HeatWave MySQL Database AWS Redshift AWS Aurora
Instance shape E3 E3 Dc2.8xlarge db.r5.24xlarge
Cluster size 10 + 1 MDS 1 4 1

1. Common setup

  • The workload is derived from the TPC's TPC-H benchmark*
  • Generate TPC-H data using the TPC-H data generation tool
  • Provision and configure the target service
  • Create TPC-H schema on the target service instance
  • Import TPC-H data generated to the target service instance
  • Run queries derived from TPC-H to test the performance
  • For best performance numbers, always do multiple runs of the query and ignore the first (cold) run
  • You can always do a explain plan to make sure that you get the best expected plan

2. HeatWave specific setup

  • Use optimal encodings for the columns that will be loaded into HeatWave. 5 of the string columns In the TPC-H schema are VARLEN encoded while others are DICTIONARY encoded
  • Use custom data placement for the tables that will be loaded into HeatWave.

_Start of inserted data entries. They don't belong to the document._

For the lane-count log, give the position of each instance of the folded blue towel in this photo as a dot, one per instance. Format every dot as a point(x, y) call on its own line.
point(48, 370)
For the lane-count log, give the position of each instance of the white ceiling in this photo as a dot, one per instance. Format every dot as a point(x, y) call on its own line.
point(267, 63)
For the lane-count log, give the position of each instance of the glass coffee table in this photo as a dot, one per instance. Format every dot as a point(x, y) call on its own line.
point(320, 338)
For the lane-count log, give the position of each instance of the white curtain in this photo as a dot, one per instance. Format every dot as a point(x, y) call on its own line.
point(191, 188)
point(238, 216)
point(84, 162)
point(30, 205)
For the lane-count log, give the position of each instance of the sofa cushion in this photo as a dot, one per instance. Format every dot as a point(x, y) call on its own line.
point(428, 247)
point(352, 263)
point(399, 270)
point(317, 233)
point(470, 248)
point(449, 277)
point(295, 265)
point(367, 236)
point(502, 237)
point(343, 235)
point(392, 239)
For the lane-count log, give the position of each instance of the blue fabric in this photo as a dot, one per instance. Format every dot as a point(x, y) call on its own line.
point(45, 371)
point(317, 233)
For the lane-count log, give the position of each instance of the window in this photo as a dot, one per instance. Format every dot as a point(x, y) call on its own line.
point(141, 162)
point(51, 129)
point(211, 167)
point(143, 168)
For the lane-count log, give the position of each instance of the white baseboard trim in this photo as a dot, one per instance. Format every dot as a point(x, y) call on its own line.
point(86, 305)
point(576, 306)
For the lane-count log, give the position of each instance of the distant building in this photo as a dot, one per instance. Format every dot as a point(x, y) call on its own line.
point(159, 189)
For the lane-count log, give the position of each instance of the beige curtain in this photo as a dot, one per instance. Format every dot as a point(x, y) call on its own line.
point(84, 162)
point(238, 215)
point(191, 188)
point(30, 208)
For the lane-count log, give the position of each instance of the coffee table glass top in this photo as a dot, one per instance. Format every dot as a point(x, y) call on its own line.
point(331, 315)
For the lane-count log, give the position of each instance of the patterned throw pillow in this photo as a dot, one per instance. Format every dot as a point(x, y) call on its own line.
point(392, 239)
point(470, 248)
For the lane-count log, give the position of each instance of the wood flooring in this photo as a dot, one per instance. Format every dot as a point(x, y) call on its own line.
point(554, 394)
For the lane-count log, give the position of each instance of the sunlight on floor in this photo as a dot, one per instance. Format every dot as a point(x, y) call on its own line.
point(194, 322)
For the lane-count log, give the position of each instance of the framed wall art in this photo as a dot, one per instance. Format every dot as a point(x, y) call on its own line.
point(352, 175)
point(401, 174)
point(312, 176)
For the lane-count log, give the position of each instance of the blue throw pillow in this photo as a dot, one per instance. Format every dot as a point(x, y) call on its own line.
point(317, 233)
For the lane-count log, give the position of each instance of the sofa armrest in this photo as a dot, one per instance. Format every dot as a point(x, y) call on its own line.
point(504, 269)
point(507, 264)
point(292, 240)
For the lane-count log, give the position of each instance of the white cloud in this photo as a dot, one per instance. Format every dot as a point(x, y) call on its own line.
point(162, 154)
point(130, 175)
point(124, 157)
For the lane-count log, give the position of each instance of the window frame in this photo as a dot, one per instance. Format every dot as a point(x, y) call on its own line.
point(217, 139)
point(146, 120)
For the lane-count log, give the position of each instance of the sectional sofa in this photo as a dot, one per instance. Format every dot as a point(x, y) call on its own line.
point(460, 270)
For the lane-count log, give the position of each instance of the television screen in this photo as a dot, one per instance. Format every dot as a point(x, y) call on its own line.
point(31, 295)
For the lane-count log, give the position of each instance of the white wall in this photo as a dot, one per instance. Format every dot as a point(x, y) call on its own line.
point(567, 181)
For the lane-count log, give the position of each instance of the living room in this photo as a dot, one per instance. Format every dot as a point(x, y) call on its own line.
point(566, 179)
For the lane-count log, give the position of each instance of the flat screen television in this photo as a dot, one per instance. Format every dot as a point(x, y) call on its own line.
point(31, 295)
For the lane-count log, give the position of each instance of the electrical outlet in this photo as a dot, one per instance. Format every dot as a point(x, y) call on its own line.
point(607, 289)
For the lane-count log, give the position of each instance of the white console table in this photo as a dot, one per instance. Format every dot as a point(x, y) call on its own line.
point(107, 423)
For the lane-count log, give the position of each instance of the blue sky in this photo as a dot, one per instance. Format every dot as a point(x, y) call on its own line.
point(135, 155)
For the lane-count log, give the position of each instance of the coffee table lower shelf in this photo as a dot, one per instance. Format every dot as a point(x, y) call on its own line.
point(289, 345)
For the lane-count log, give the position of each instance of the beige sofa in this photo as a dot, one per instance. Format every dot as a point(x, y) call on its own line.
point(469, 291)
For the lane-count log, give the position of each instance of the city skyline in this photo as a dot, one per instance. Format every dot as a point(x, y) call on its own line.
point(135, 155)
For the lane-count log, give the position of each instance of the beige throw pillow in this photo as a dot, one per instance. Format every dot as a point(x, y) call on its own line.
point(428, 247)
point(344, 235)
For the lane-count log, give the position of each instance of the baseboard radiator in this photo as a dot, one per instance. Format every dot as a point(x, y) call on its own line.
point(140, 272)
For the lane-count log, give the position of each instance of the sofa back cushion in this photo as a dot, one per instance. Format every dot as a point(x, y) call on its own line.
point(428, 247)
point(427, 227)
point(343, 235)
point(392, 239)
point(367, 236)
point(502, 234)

For LINEITEM table, l_orderkey is used as the data placement key. For the other tables, primary keys are used as the data placement key.
  • Mark the tables as offloadable and load them into HeatWave
  • For each query, force offload to HeatWave using the hint (set_var(use_secondary_engine=forced))
  • A straight_join hint is required for certain queries to get the optimal query plan for HeatWave
  • Reference HeatWave GitHub for specific setup details

3. MySQL Database specific setup

  • Use a large enough innodb_buffer_pool size (e.g. 450G for a 512G DRAM)
  • Tune innodb_sort_buffer_size, max_heap_table_size, tmp_table_size
  • Make sure the larger tables are partitioned for faster load
  • A straight_join hint can be used if the query plan looks sub-optimal

4. AWS Redshift specific setup

  • Determine the best shape and cluster size for the experiments (in our experiments, we got the best results when we had 1TB of uncompressed data per dc2.8xlarge node)
  • For efficient ingest, follow the guidelines for enhanced VPC routing
  • Use the default parameters as specified by the Amazon documentation
  • Make sure that the sort keys and distribution keys for each table are optimal for queries
  • Use the scripts provided by awslabs

5. AWS Aurora specific setup

  • Use the largest shape possible so that as much of the data can fit into the buffer cache as possible
  • For the 1TB and 4TB TPC-H datasets, use the db.r5.24xlarge shapes
  • Set the innodb_buffer_pool size to 630G
  • Other settings that were modified from their default value in our experiments (innodb_max_purge_lag = 1000000; innodb_max_purge_lag_delay=300000; innodb_sort_buffer_size=67108864; lock_wait_timeout =86400; max_binlog_cache_size= 4294967296; max_heap_table_size=103079215104; tmp_table_size=103079215104)
  • Set aurora_disable_hash_join = 0 and aurora_parallel_query = ON to use parallel query
  • Follow the best practices for aurora database configuration for any other tuning
  • For parallel query to work, make sure that none of the tables are partitioned
  • A straight_join hint can be used if the query plan looks sub-optimal

6. Results


HeatWave AWS Redshift AWS Aurora
Instance shape E3 Dc2.8xlarge db.r5.24xlarge
Cluster size 10 + 1 MDS 4 1
Geo-mean result 7.3 seconds 19.7 seconds 2.5 hours
Annual cost USD$37,022 USD$110,560 USD$129,336


HeatWave MySQL Database
Instance shape E3 E3
Cluster size (this small config is for testing purpose only—minimum supported is 2+1) 1 + 1 MDS 1
Geo-mean result 4.2 seconds 1700 seconds
Annual cost USD$6,483 USD$3,386

*Disclaimer: Benchmark queries are derived from the TPC-H benchmark, but results are not comparable to published TPC-H benchmark results since they do not comply with the TPC-H specification.